Jeff WALL : Oeuvres 1990-1998
Musée d'art contemporain de Montréal
February 12-April 25, 1999

Nicole Gingras
On The Invisible and Other Photographic Concerns 2/6

The Photograph

Photography comforts or reassures observers when they recognize that it is a tiny sampling in time. Photographs fascinate us when they reconstitute or evoke the very conditions of existence: the effect of verisimilitude, threaded, moved, blurred by movement that is often impossible to document or keep still. Jeff Wall’s images have this ambivalent presence: they bear this relationship to the instant, and then, to duration. Everything is extremely still, captured in a fraction of a second or suspended artificially, if not lengthily immobilized. The artist uses the words "staged", "directed". But the uneasiness or fascination derived from his images arises from what is difficult, perhaps impossible, to believe at the fixed instant. Each image conjures its own movement.

   

Disturbance thus infiltrates this paradoxical zone, combining a temporal compression and a form of slowing-down of action or movement. This disturbance arises from an oscillation between snapshot and pose translated into images that encompass everything about photography — amateur photography (still life, landscape, genre scene) — namely by a mise en scène where every element is chosen, conceived to compose the "photographic tableau", so dear to Jeff Wall.
1 Hence, a diversity of separately photographed instants can be integrated to a ground that, subject to processes of image manipulation, is meant to stratify, without ever thickening.
 

1. This expression is from Jean-François Chevrier, "Jeu, drame, énigme", Jeff Wall, Chicago Museum of Contemporary Art, Galerie nationale du Jeu de Paume, Helsinki Museum of Contemporary Art, Whitechapel Art Gallery, 1995, p. 17.

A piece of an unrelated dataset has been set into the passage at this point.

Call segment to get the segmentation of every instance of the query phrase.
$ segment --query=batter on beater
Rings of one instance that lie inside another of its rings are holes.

From the image as fetish (photograph), Jeff Wall seems to avoid staging fetishism (film) to develop what now, with time, is interpreted as a fetishistic relationship to staging. This relationship is at work in his methodical, obsessive concern with reconstituting a vision from a number of fragments, borrowing from photographic, filmic and pictorial works. Sometimes, the artist quotes textually. There are numerous essays by image theorists and art historians about Jeff Wall’s «dependence» on images that precede his — his way of seeing being diverted, informed, fueled by history. Occasionally, the artist evokes a picture or a scene from a film without systematically reconstituting it. It is then a question of atmosphere, pose, a quality of light or a division of space associated with a certain painter, filmmaker or photographer. But (and this cannot be overstated) everything is based above all on photographic properties. The artist thereby develops an esthetics of reference-displacement through skilful operations of appropriation. This arises from the time Wall spends reaching for the image, for the photographic tableau he structures. It arises through constructing the set, conceiving the accessories. This working method is a way to enhance the image, as much by the collected accessories and directed gestures and expressions as by the time necessary for the vision Wall wants to share with us to materialize. In such image-making, nothing is left to chance. Paradoxically, despite- or because of this control, there will always be room for the unexpected, the unforeseeable.
   

This exploration of displacement in Wall’s work — his vision — is so irreversible that snapshots such as In the Public Garden (1993) or The Crooked Path (1991) inevitably give the illusion of being constructed by him. This is largely due to the atmosphere of strangeness emanating from these images. Although captured in the instant, the reality framed by the artist becomes surreal through inexplicable inversion. With great economy, lucidity and clairvoyance, Jeff Wall here signals the revelatory power of reality over the observer and, at the same time, suggests that looking might primarily be a matter of montage, the product of endless, seamless associations.